Wie berichtet, hatten die Grünen-Fraktion und die Bürgerinitiative «Pro Zirndorf» gefordert, das Bauland Altfeld im Flächennutzungsplan (FLNP) - dem Basispapier für die langfristige Stadtentwicklung - zu tilgen. Mit dem Stadtratsvotum ist die Klärung dieser Frage nun um ein Jahr vertagt. Denn zeitgleich erteilte das Gremium der Verwaltung einen Prüfauftrag. Zum einen soll sie binnen dieser Zeit Möglichkeiten sowohl einer Randbebauung als auch der kompletten Überplanung der 33 Hektar zwischen Verbindungsstraße West, Jahn- und Heimgartenstraße entwickeln. Zum anderen ist die Rechtssituation zu klären.
Letztere beschrieb Bürgermeister Thomas Zwingel so: «Raus kriegen wir die Fläche sicher, nur was ist, wenn künftige Generationen das Altfeld wieder im FLNP unterbringen wollen?» Nach derzeitigem Stand der Dinge «hätten die wohl Pech», so Zwingel.
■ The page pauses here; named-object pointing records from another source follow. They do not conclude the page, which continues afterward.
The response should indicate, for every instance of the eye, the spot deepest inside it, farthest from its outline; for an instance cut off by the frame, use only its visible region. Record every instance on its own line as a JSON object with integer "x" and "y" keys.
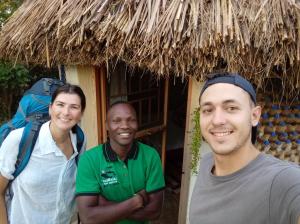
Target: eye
{"x": 75, "y": 107}
{"x": 232, "y": 108}
{"x": 116, "y": 121}
{"x": 206, "y": 110}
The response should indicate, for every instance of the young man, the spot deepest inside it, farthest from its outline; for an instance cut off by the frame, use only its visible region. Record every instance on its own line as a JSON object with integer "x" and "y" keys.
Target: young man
{"x": 122, "y": 180}
{"x": 236, "y": 183}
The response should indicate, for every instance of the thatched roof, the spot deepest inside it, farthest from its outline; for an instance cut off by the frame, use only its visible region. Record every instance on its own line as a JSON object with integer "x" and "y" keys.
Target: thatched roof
{"x": 258, "y": 38}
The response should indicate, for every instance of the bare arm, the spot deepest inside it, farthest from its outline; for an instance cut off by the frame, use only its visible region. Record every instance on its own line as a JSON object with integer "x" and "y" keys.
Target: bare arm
{"x": 3, "y": 212}
{"x": 91, "y": 211}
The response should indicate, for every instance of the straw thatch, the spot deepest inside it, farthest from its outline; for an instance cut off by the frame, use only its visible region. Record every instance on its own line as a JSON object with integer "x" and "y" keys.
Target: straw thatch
{"x": 259, "y": 38}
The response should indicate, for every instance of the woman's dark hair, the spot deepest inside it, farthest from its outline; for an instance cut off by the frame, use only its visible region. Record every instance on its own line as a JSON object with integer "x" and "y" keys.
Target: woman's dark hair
{"x": 71, "y": 89}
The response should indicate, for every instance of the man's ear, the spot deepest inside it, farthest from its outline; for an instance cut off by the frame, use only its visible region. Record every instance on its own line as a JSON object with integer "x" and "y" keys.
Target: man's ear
{"x": 50, "y": 109}
{"x": 255, "y": 115}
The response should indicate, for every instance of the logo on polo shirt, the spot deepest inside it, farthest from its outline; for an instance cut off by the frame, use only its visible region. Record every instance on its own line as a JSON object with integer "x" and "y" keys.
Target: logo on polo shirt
{"x": 109, "y": 177}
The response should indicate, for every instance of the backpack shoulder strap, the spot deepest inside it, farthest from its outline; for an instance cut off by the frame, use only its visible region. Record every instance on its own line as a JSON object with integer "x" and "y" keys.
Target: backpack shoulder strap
{"x": 80, "y": 141}
{"x": 28, "y": 140}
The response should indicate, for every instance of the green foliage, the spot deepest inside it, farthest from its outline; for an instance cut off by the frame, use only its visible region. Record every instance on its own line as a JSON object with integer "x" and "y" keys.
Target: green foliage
{"x": 7, "y": 8}
{"x": 12, "y": 78}
{"x": 196, "y": 140}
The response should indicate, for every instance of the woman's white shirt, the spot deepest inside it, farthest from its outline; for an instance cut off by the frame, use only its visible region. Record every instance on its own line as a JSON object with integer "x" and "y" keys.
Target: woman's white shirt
{"x": 44, "y": 191}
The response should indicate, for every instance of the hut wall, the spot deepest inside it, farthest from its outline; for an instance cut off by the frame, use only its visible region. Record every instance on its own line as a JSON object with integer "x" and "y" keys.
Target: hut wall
{"x": 85, "y": 77}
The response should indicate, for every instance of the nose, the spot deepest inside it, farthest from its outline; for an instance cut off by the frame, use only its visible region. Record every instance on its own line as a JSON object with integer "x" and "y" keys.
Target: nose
{"x": 66, "y": 110}
{"x": 218, "y": 117}
{"x": 124, "y": 124}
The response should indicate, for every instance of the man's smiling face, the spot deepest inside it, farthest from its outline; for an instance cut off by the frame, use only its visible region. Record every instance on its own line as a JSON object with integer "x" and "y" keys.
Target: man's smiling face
{"x": 227, "y": 115}
{"x": 121, "y": 125}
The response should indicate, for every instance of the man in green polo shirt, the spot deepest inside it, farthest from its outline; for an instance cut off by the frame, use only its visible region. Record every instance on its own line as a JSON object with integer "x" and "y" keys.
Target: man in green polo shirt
{"x": 122, "y": 180}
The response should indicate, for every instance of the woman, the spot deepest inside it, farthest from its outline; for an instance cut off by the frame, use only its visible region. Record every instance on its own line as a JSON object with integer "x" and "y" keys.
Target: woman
{"x": 44, "y": 191}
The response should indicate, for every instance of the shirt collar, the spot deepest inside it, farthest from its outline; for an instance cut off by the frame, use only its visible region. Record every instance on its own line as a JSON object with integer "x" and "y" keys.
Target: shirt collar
{"x": 111, "y": 156}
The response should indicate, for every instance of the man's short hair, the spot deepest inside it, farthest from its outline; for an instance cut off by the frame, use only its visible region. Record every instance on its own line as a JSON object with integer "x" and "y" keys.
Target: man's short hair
{"x": 237, "y": 80}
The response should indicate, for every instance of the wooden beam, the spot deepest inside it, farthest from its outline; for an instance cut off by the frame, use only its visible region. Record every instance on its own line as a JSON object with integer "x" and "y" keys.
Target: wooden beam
{"x": 103, "y": 102}
{"x": 194, "y": 88}
{"x": 165, "y": 121}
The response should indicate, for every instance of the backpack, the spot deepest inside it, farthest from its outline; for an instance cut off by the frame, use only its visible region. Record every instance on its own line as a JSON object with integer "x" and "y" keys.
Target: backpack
{"x": 31, "y": 114}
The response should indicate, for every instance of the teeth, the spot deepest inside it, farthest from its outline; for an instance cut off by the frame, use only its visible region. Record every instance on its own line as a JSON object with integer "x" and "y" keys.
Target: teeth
{"x": 221, "y": 134}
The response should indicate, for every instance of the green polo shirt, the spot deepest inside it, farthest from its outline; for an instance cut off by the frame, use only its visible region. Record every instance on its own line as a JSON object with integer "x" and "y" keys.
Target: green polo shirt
{"x": 100, "y": 171}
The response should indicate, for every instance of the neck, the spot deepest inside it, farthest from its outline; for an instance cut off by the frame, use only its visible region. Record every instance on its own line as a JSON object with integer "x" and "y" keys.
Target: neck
{"x": 120, "y": 150}
{"x": 58, "y": 135}
{"x": 228, "y": 164}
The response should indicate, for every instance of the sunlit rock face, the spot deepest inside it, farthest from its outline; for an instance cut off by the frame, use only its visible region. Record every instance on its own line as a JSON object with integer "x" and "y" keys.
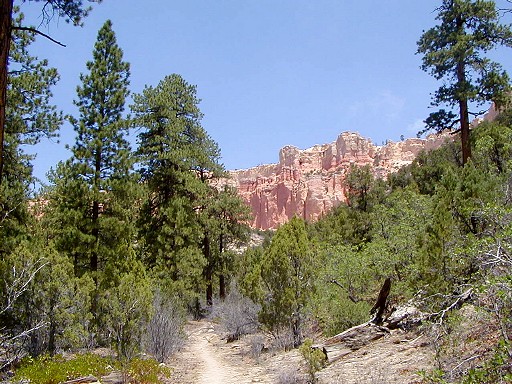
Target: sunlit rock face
{"x": 308, "y": 183}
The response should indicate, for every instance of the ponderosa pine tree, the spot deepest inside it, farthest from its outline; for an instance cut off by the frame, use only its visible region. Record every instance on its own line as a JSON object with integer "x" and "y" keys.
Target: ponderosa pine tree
{"x": 95, "y": 190}
{"x": 287, "y": 271}
{"x": 224, "y": 218}
{"x": 30, "y": 117}
{"x": 71, "y": 10}
{"x": 453, "y": 51}
{"x": 177, "y": 160}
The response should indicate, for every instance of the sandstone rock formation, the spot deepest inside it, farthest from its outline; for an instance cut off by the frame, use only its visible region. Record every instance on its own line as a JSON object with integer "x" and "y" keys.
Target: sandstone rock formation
{"x": 308, "y": 183}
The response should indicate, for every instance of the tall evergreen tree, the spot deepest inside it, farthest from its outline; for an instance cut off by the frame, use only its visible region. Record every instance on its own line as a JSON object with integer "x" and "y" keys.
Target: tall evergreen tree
{"x": 224, "y": 219}
{"x": 30, "y": 117}
{"x": 96, "y": 189}
{"x": 453, "y": 51}
{"x": 178, "y": 159}
{"x": 71, "y": 10}
{"x": 287, "y": 271}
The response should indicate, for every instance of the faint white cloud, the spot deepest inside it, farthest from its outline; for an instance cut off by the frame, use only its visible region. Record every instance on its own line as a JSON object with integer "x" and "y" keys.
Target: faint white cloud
{"x": 385, "y": 104}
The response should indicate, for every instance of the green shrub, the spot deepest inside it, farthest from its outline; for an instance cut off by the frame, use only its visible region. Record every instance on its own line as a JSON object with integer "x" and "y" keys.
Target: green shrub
{"x": 54, "y": 370}
{"x": 315, "y": 358}
{"x": 146, "y": 371}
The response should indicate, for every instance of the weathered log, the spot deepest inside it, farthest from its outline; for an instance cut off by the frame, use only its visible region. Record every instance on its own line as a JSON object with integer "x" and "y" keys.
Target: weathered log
{"x": 84, "y": 379}
{"x": 380, "y": 304}
{"x": 351, "y": 340}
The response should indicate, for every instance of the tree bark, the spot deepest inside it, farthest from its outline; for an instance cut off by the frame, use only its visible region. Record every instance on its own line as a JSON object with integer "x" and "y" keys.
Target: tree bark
{"x": 380, "y": 304}
{"x": 5, "y": 43}
{"x": 208, "y": 271}
{"x": 463, "y": 103}
{"x": 222, "y": 278}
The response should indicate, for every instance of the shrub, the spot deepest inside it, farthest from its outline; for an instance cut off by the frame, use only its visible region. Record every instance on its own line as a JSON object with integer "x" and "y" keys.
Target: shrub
{"x": 165, "y": 333}
{"x": 289, "y": 376}
{"x": 237, "y": 314}
{"x": 54, "y": 370}
{"x": 146, "y": 371}
{"x": 315, "y": 358}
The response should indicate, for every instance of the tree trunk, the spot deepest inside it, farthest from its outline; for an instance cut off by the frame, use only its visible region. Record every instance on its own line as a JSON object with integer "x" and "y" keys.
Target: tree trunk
{"x": 463, "y": 103}
{"x": 222, "y": 286}
{"x": 96, "y": 235}
{"x": 208, "y": 271}
{"x": 5, "y": 43}
{"x": 222, "y": 278}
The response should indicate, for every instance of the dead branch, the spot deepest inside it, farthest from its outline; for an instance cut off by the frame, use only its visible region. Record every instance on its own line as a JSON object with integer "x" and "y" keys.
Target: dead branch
{"x": 33, "y": 30}
{"x": 349, "y": 294}
{"x": 460, "y": 299}
{"x": 20, "y": 283}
Für Norbert Ruffertshöfer, den Chef der nichttechnischen Bauabteilung, käme die Herausnahme «einer Totalaufgabe gleich». Das Altfeld liegt im erweiterten Wasserschutzgebiet der infra fürth. Bauerwartungsland, das in solchen Zonen ausgewiesen ist, genießt Bestandsschutz. Neu ausgewiesen werden darf allerdings nichts.
«Wir tun keinem weh, wenn wir den Antrag jetzt aussetzen, aufschieben oder wie auch immer man das nennen mag», plädierte Zwingel für den Beschlussvorschlag. Bauwünsche stünden sowieso nicht im Raum. Während sich die großen Fraktionen SPD und CSU ohne weiterführende Stellungnahmen dieser Empfehlung anschlossen, betonte Marcus Baritsch (Freie), dass ihm daran gelegen sei, «spätestens in einem Jahr Anliegern und Eigentümer Planungssicherheit zu bieten. Wir wollen nicht, dass diese Angelegenheit im Sande verläuft.» Als unnötige Umweltzerstörung tat sein Fraktionskollege Horst Feist die Ausweisung kategorisch ab. «So stimmt der Stadtrat gegen das Votum des Bürgerentscheids, da ist Streit vorprogrammiert», prophezeite er.
Etwas Aufschub versuchte Wolfram Schaa von den Grünen herauszuholen. Er bot sich an, Präzedenzfälle genauer zu eruieren. Andernorts sei eine Wiederaufnahme von Teilbereichen in den FLNP schließlich schon geglückt, meinte er, konnte sich damit aber nicht durchsetzen.
Der Beschluss, den Status quo des Altfelds im FLNP vorerst beizubehalten, fiel einstimmig. Den Prüfauftrag dagegen trugen die drei Grünen und Horst Feist nicht mit. «Mit einer Bebauung im Randbereich haben wir uns von Anfang an einverstanden erklärt, doch wenn mit der planerischen Entwicklung in diesem Jahr vielleicht doch Nägel mit Köpfen gemacht werden, wollen wir Grüne keine treibende Kraft gewesen sein», erklärte Schaa dieses Abstimmungsverhalten.